事務の日 (記念日 4月6日)

事務の日

日本の就業者のうち、事務従事者は男女合わせて約1,419万人にのぼります。総務省統計局の2024年平均データによれば、女性就業者の27.9%、男性就業者の15.1%がこの職種に就いており、特に女性にとっては最多の職業分類となっています。その大部分を占めるのが「一般事務従事者」で、伝票処理・データ入力・ファイリング・スケジュール調整など、組織の日常業務を滞りなく動かすための作業を担っています。

4月6日は「事務の日」です。鹿児島県鹿児島市の事務職普及発展協会が制定し、2017年(平成29年)に一般社団法人・日本記念日協会が認定・登録しました。日付は「じ(4)む(6)」という語呂合わせに由来します。関連企画として「サンキュー スタショナリー」と称し、お気に入りの文具を贈り合う取り組みも行われています。

事務という言葉は、役所や会社において書類の作成・整理・管理など机上で行われる業務全般を指します。英語ではデスクワーク(desk work)とも呼ばれ、近年はテレワークと親和性の高い職種として注目を集めてきました。国土交通省の2023年度調査によれば、テレワーク経験者の多くが事務系・管理系職種に集中しており、デジタル化の波のなかで業務形態が最も大きく変容した分類の一つとなっています。

「書類を整理する人」というイメージは、もはや実態とかけ離れつつあります。現在の事務職にはERPシステムやクラウド会計、電子契約プラットフォームの操作が求められる場面も多く、組織のデータと業務フローを管理するコーディネーター的な役割へと変化が進んでいます。

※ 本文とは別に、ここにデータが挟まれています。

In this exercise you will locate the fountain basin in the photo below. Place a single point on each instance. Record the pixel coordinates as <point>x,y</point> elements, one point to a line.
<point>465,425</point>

リクルートワークス研究所の分析では、就業者全体のうちデスクワーク中心の職に就く人は約1,573万人(全体の28.1%)と推計されています。ノンデスクワーク中心の職が54.9%を占めるなかで、事務従事者は決して多数派とはいえません。それでも、1,400万人超が毎日コツコツと処理する伝票・契約書・議事録の積み重ねが、企業の意思決定と法令遵守を根底から支えています。一件あたりの作業は地味に見えても、その正確性が損なわれた瞬間に請求ミスや契約トラブルが発生するという現実は、事務業務の本質的な重要性を端的に示しています。4月6日という日付が、そうした実態に改めて目を向けるきっかけになることには意味があります。